When the driver memory is set to 10 GB and the 10 TB TPCDS test suites are continuously run in Beeline/JDBCServer mode, SQL statements fail to be executed due to insufficient driver memory. Why?

Answer

By default, 1000 UI data records of jobs and stages are reserved in the memory.

The function of overflowing UI data to disks has been added to optimize large clusters. The overflow condition is that the size of UI data in each stage reaches the minimum threshold 5 MB. If the number of tasks in each stage is small, the size of UI data in the stage may not reach the threshold. As a result, the UI data in the stage is cached in the memory until the number of UI data records reaches the upper limit (1000 by default).

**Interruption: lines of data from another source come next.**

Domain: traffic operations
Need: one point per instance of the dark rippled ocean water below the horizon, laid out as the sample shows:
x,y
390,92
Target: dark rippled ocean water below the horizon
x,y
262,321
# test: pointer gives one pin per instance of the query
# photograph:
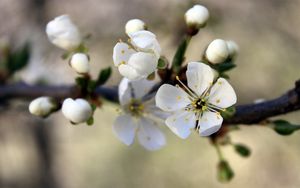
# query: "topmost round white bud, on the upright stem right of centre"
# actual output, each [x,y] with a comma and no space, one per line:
[197,16]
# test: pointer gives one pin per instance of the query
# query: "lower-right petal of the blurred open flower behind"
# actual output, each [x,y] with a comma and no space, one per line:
[150,136]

Only then the old UI data is cleared from the memory.

Therefore, before the old UI data is cleared, the UI data occupies a large amount of memory. As a result, the driver memory is insufficient when 10 terabytes of TPCDS test suites are executed.

Workaround:

Set spark.ui.retainedJobs and spark.ui.retainedStages based on service requirements to specify the number of UI data records of jobs and stages to be reserved. For details, see Table 13 in Common Parameters.
If a large amount of UI data of jobs and stages needs to be reserved, increase the memory of the driver by setting the spark.driver.memory parameter. For details, see Table 10 in Common Parameters.